I’ve had a lot of less than smart moments in my long life!
Bought a ’94 Chevy ½ ton that was much softer suspension than the ’83 heavy-half that it replaced so when I made my first pull with my old 31’ Airstream it was pretty squirmy. About twenty-five miles from home had my first fishtailing experience. Really scary but I remembered what I’d read about how to hit the trailer brakes hard and everything straightened out and we continued on the short November trip to Hell’s Canyon.

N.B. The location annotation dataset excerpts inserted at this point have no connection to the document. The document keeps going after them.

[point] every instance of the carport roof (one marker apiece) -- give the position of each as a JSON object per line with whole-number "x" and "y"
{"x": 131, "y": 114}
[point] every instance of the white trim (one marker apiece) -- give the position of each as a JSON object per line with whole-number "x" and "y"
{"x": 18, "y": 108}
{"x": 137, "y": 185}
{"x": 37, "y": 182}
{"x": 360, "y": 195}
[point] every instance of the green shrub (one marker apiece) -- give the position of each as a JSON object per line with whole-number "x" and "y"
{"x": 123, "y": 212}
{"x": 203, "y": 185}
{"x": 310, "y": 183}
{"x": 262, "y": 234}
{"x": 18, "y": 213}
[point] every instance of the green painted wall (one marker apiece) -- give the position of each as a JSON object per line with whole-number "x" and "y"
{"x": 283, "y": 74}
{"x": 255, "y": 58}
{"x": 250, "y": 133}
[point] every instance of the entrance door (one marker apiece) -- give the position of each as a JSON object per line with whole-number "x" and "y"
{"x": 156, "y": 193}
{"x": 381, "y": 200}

Next spring I bought my 34’ triple axle Airstream and hooked it to the Chevy and started for Winnemucca, Nevada to spend Memorial Day week-end. Now the new trailer had a different load leveler hitch than my old Reese twin cam set up so I didn’t know what I was doing with the new one. Well, I forgot to put the safety clips in the anti-sway bar (didn’t know it until later of course). Got about twenty miles out, sandwiched in the center lane with eighteen-wheelers on either side, when the turbulence got me and I almost lost it, fishtailing like mad. Scared my wife and me spitless. Got it back under control and slowly continued – stopped about seventy miles out, did a walk around and discovered the Anti-sway bar was missing. Continued slowly to Winnemucca, white knuckling much of the way.

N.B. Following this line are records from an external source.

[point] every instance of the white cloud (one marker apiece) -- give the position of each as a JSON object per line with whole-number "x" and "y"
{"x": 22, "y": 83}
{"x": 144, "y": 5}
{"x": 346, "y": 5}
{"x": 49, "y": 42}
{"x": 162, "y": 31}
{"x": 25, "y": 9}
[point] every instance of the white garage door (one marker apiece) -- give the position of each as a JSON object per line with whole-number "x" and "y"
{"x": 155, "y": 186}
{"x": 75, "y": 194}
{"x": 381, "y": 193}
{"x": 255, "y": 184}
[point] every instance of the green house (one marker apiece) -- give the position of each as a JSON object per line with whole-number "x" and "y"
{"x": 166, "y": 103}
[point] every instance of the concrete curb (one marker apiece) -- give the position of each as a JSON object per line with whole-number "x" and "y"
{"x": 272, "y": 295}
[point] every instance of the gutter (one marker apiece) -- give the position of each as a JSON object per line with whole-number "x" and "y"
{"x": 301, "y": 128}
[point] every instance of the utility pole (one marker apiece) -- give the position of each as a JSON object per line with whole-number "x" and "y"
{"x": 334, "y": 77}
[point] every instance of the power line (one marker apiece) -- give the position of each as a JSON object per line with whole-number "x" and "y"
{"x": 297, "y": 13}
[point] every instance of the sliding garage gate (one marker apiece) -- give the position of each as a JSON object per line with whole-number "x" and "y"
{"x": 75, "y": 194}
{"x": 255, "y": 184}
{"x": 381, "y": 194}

Before returning to Boise, wife got to reading a Trailer Life towing tips book I’d bought and forgotten about. Asked if I’d ever done what the book said about setting the load-leveler tension chains (level ground, measure height front and back of truck and unhooked trailer, then hook up and do the same, etc. ). Of course I hadn’t, so I did before getting on the road (big-time change from what I’d had them set at). Return trip went much better, even without the missing bar.
Back home, while I unhooked the trailer, my wife walked down the street to the first corner we’d turned on, and there was the missing Anti-sway bar, so all was well. Tough to admit the wife knew more than I did!!